Tuesday, March 26, 2019

Reviled predator, often a target of ‘coyote whacking,’ is gaining a flicker of respect

It’s a small speck of brown moving across a seemingly endless valley of snow. The valley is so silent and so frigid, it feels as if the slightest sound could crack the sky. Franz Camenzind is unbothered by the cold. He lines up his spotting scope atop a tripod and moves it slowly, left to right. He stops, focuses. A smile creeps beneath his beard. A trio of coyotes is trotting around the carcass of a dead elk. Ravens flit around, taking nibbles. One coyote dives in and pulls at the meat. The elk around them barely even glance over. “Coyotes are incredible,” the biologist says. “They’re smart, cunning and incredibly adaptive. I admire them.” That has scarcely been the main sentiment aimed at coyotes, seen as villains in popular culture and vermin by cattle ranchers and killed in myriad ways. But things finally may be looking up for the coyote. New Mexico Gov. Michelle Lujan Grisham is awaiting the arrival of a bill that passed both legislative chambers this month that would eliminate coyote hunting contests — making it the third state after California and Vermont to initiate such a ban.
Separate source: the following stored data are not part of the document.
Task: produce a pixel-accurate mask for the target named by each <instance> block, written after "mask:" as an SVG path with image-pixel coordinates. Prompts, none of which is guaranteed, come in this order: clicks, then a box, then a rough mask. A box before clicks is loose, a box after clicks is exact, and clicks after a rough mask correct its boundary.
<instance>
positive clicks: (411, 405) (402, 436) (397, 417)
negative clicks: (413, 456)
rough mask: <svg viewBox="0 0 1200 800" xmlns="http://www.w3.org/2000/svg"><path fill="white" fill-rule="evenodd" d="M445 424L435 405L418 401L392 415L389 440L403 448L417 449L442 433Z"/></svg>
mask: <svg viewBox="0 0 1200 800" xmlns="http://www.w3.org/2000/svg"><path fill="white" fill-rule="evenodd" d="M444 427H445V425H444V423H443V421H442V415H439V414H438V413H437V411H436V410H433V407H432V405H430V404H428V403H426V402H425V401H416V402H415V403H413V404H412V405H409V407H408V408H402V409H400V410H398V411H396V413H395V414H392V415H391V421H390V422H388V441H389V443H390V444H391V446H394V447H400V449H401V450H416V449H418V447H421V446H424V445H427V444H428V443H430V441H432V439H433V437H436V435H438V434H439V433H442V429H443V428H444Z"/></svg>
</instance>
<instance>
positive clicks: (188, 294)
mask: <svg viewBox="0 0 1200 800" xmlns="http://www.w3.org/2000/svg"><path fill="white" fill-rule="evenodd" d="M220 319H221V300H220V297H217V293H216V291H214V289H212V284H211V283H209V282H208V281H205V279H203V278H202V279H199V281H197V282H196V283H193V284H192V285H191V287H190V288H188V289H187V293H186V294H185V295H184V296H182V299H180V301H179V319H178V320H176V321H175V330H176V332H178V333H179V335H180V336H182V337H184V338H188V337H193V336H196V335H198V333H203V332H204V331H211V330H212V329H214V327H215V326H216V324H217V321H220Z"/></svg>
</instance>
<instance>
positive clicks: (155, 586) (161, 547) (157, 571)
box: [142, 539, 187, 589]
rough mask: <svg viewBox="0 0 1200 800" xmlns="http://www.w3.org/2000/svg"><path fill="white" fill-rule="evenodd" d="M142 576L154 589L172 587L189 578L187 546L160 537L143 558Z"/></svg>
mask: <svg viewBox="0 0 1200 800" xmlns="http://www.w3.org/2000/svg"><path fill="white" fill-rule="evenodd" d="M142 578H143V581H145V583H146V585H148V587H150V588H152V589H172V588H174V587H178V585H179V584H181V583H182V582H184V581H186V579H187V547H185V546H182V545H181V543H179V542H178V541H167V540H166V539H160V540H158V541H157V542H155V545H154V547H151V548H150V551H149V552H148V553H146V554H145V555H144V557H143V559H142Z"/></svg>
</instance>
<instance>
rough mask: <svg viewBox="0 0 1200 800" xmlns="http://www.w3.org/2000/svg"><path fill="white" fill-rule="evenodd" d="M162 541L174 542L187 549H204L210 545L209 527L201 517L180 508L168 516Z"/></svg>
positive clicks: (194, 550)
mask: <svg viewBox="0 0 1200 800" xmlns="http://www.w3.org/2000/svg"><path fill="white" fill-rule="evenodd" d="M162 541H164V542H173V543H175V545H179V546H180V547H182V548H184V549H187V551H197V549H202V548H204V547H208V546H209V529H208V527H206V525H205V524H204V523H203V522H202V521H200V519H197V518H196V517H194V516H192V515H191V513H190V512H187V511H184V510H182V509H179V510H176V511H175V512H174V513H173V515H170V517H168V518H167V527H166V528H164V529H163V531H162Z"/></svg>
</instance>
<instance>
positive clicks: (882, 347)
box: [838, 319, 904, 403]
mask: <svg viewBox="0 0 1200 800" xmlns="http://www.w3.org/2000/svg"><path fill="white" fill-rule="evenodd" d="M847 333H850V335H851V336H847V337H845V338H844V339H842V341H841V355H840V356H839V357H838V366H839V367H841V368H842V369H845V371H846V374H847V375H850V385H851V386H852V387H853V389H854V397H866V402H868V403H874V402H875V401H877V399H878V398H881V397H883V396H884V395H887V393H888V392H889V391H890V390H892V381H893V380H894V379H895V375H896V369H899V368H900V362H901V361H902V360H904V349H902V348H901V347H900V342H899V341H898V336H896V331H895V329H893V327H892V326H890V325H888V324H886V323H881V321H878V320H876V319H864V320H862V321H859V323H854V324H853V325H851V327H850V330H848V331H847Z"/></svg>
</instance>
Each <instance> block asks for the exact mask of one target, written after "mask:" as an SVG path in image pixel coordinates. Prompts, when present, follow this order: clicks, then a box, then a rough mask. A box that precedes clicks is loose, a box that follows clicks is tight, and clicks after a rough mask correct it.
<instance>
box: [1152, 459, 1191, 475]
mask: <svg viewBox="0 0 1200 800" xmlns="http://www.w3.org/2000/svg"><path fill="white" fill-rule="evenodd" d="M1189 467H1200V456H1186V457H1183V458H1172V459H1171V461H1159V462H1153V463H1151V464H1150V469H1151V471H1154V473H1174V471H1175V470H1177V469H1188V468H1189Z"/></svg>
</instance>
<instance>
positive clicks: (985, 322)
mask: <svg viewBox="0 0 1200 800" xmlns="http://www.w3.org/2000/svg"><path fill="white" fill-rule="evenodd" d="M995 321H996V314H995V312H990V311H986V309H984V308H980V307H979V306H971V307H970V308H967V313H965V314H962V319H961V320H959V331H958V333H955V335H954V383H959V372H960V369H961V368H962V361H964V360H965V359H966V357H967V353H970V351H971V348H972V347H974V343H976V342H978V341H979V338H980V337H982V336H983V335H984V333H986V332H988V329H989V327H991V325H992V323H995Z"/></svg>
Grisham, a Democrat who took over from Republican Gov. Susana Martinez, has until April 5 to sign it. This year, bills to ban “coyote whacking” — killing the animals by running over them with snowmobiles — were introduced for the first time in the legislatures of Wyoming and Montana, hardly coyote-friendly refuges. However, neither bill got to a vote in the legislatures. And national nonprofit groups mostly focused on wolf repopulation have increasingly been adding coyotes in their call to action releases...MORE

They should have that "small speck of brown" in their city parks and playgrounds. The "smart, cunning and incredibly adaptive" coyote would do just fine.